02 — TOOL OF THE WEEK

One tool shaping how people work

COMPLIANCE / REGTECH

Turn the Employment Equity scramble into an audit trail

EE123, built by South African firm BEE123, is made for exactly the obligation above: load your workforce data once, and it generates the EEA2, EEA4, EEA12 and EEA13 forms, calculates income differentials, tracks your plan against the sectoral targets, and keeps the records a Department of Labour inspection will ask for — in the right format, at a click.

The real shift it forces isn't the software, it's the posture: From a frantic once-a-year reporting scramble to a live, audit-ready picture of where you actually stand. With 2026 being the first year compliance is assessed, "we'll pull it together in January" has become the expensive option.

03 — LEADERSHIP STORY

What does returning to the office actually buy you?

The return-to-office drumbeat has grown louder. By most counts, it seems roughly two-thirds of companies are now pulling people back to the office harder, usually in the name of collaboration and culture.

The trouble is what the best evidence actually says.

The largest randomised controlled trial ever run on hybrid work (1,612 employees, published in Nature) put a two-day-at-home schedule head-to-head with working full-time at the office.
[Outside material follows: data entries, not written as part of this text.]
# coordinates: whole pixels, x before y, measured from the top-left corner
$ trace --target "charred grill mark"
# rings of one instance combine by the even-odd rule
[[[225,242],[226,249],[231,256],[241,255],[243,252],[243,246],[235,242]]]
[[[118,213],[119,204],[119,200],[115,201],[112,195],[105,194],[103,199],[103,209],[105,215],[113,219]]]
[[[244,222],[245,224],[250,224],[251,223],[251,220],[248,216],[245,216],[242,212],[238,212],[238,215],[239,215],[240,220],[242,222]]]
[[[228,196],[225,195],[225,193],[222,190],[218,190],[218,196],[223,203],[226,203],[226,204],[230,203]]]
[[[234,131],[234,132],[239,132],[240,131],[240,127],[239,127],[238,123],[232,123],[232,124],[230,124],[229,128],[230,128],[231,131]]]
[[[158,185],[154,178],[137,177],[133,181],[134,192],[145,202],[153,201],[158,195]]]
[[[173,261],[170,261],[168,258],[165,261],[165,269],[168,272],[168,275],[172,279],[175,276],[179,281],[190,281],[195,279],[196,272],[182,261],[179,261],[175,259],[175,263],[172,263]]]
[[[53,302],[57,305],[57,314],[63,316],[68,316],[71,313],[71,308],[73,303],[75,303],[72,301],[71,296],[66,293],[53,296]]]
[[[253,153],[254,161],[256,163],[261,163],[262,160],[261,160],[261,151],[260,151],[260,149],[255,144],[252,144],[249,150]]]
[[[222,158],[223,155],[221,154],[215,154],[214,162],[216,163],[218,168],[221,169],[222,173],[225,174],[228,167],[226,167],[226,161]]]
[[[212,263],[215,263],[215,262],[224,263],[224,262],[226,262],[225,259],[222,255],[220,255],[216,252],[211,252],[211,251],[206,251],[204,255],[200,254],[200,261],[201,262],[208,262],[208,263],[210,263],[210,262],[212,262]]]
And you’ll never guess what they actually found…

Across two years of reviews, it found no measurable difference in the performance or promotability of employees. What it did find was that resignations dropped by 30%. 😳

So, a blanket mandate back to the desk isn't buying you measurable output; it's just lifting your attrition rate. And the people most able to walk tend to be exactly the ones you can least afford to lose.
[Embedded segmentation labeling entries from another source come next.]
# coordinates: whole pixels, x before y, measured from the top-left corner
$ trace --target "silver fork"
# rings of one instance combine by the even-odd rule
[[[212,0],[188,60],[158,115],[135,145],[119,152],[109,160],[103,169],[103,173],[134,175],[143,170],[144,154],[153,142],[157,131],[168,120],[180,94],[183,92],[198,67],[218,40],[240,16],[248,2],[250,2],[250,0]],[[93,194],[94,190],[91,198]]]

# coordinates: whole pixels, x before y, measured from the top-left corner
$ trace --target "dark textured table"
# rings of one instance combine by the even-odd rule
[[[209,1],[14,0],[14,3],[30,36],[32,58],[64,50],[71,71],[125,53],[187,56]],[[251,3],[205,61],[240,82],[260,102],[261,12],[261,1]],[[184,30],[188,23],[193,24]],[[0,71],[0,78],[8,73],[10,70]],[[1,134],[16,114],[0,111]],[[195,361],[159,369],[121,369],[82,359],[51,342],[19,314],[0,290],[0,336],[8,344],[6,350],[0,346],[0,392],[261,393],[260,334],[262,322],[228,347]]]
"We found that hybrid working improved job satisfaction and reduced quit rates by one-third. The reduction in quit rates was significant for non-managers, female employees and those with long commutes."
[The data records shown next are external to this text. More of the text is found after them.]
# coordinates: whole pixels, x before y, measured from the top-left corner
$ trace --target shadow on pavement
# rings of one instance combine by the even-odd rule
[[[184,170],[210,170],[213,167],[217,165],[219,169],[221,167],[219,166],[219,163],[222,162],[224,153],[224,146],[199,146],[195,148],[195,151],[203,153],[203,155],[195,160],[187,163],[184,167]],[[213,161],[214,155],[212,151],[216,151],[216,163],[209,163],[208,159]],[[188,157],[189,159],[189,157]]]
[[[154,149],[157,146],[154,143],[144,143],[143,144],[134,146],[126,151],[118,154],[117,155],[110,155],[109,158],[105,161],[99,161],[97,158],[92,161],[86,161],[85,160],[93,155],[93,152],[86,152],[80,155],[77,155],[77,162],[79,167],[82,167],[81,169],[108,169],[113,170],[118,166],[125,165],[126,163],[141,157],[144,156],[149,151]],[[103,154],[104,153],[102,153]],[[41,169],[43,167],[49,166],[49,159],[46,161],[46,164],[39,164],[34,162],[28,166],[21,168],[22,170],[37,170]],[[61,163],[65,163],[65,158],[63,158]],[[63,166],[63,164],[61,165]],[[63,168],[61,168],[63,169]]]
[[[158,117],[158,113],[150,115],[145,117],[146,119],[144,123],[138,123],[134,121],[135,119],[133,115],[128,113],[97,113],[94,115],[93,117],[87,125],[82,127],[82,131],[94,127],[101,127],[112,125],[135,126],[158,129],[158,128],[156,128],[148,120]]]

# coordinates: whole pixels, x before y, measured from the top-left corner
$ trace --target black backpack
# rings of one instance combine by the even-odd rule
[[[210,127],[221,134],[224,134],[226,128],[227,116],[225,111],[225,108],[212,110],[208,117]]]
Bloom, Han & Liang, Nature (2024)

The question worth sitting with: If you're calling people back, can you name the specific gain you're getting — and is it worth losing the people most able to leave?

04 — THE STAT

-9%

is the drop in South African hiring activity, year-on-year, in May, per the latest Pnet Job Market Trends Report. Recruiters ran 28% fewer candidate searches than a year ago, and the market has gone quiet: Fewer recruiters are fishing in your pond for your people. But it's a fragile, economy-driven lull, not loyalty. The fastest way to lose good people, even in a soft market, is to give them a reason to leave.

Source: Pnet Job Market Trends Report, June 2026

05 — EVENTS

What’s coming up

3 JULY – ONLINE COURSE

The Labour Court Review Application Process Simplified

A half-day course on when and how to take a CCMA or bargaining-council award on review — the timelines, the test, the affidavits. Practical if your business ends up dealing with review applications.

7 JULY – ONLINE EVENT

Led By Her: SA to Ireland, All You Need to Know

A Lekker Network session with South Africans who've made the move to Ireland — the honest version: why they left, what they do now, and the questions every would-be emigrant asks first.

Got an event SA employers should know about? Reply and tell us.

06 — QUESTION OF THE WEEK

If a compliance check landed on your desk tomorrow, could you show your Employment Equity targets, plan and reporting are actually in order — or would you be scrambling?